The Unterberg Children's Hospital at Monmouth Medical Center is a pediatric acute care hospital. The hospital has 70 beds. It is affiliated with Rutgers University Robert Wood Johnson Medical School and is a member of RWJBarnabas Health. The hospital provides comprehensive pediatric specialties and subspecialties to pediatric patients aged 0–21 throughout Coastal New Jersey.

==Southern Campus==

In 2014, Monmouth Medical Center (in Long Branch) merged with Kimball Medical Center (in Lakewood), renaming it Monmouth Medical Center Southern Campus.

==Vogel Medical Campus==
Ground was broken in June 2023 for the Vogel Medical Campus at Tinton Falls, a five-story, 150,000-square-foot center that's expected to open in 2025.

== Education ==
In 1945, Monmouth established its first residency program – in orthopedics – to meet the needs of physicians returning from World War II trained in treating battlefield trauma.

Half of the residents enter practice after graduation, while the others enter competitive fellowships in the United States. Today Monmouth has 110 residents in nine accredited residency programs.

=== Monmouth University Medical Scholars ===
This program allows incoming freshmen of Monmouth University to enroll in a track directly tailored toward medical school. Students are pre-selected, enter a rigorous pre-medical, undergraduate course of study and are guided by special advisors and preceptors at Monmouth Medical Center. If successfully completing the program with desired GPA and MCAT scores, they are ensured acceptance at Drexel University College of Medicine.

== List of residency programs at the hospital ==
- Dental medicine residency
- Diagnostic radiology residency
- General surgery residency
- Internal medicine residency
- Obstetrics and gynecology residency
- Orthopedic surgery residency
- Pathology residency
- Pediatric medicine residency
- Podiatric medicine residency
- Pharmacy residency

== The campus ==
Monmouth Medical Center covers 21 acre in Long Branch. The hospital's main building comprises 16 wings that occupy a total of 735000 sqft, in addition to 16 other buildings totaling 185100 sqft. These include apartments for resident physicians, a privately operated day care center, a Ronald McDonald House, and professional and educational buildings.

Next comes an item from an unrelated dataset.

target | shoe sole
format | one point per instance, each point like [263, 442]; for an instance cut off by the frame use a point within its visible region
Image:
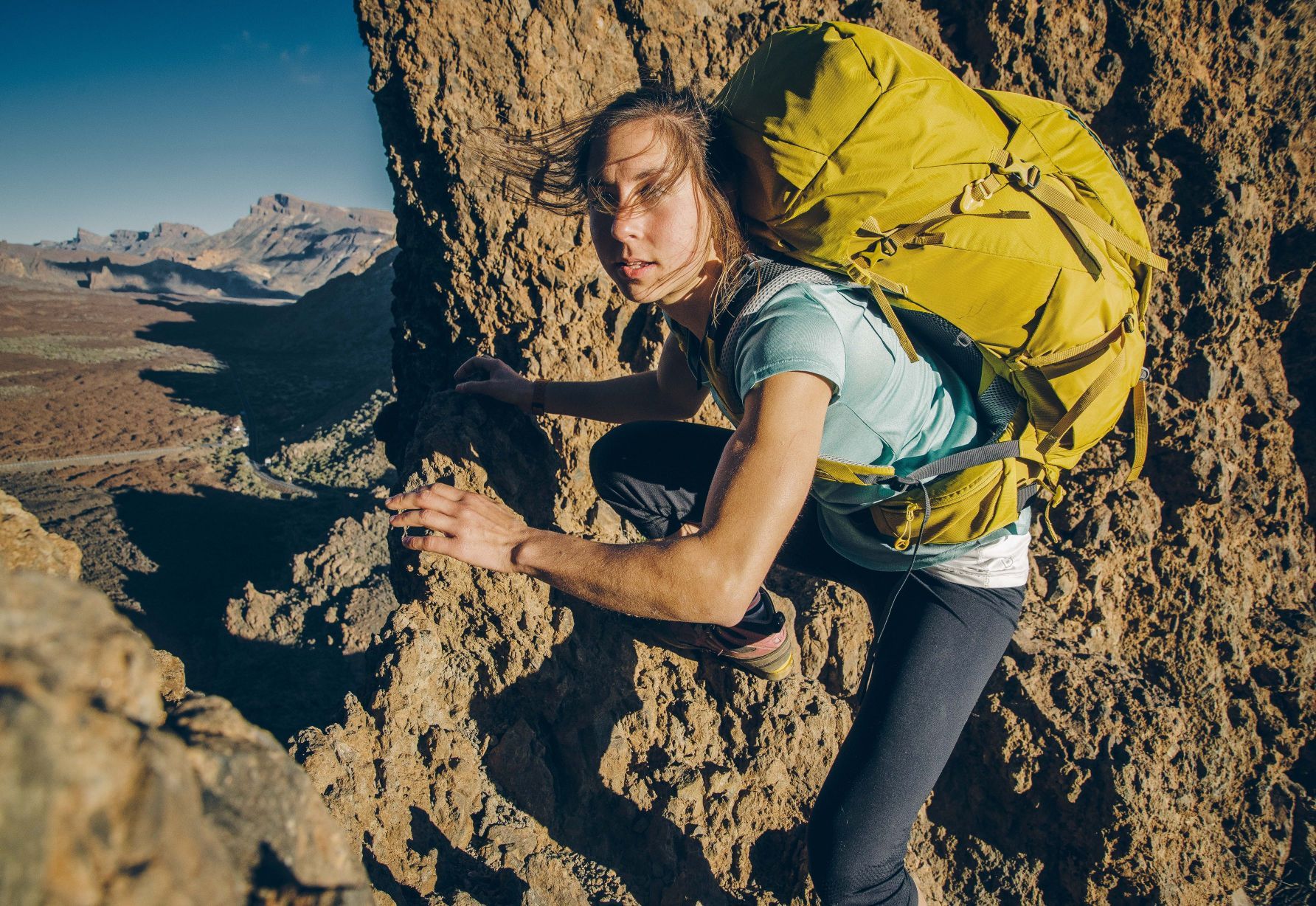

=== The Altschul Medical Library ===
Located within the hospital, this collection serves as the major information resource for the faculty, student residents, and staff of Monmouth Medical Center.

The library houses 4000 monographs, 7000 reels of microfilm, 2000 bound volumes, and subscriptions to 300 journals.

The Library is a member of the Central Jersey Regional Library Cooperative and National Network of Libraries of Medicine. It participates in the National Library of Medicine Docline and has interlibrary loan arrangements with more than 100 hospitals and universities throughout New Jersey.

== Monmouth Medical Center Foundation ==
This organization, started in 1982, is a volunteer group that fundraises through various functions to help provide charitable care to the community it serves.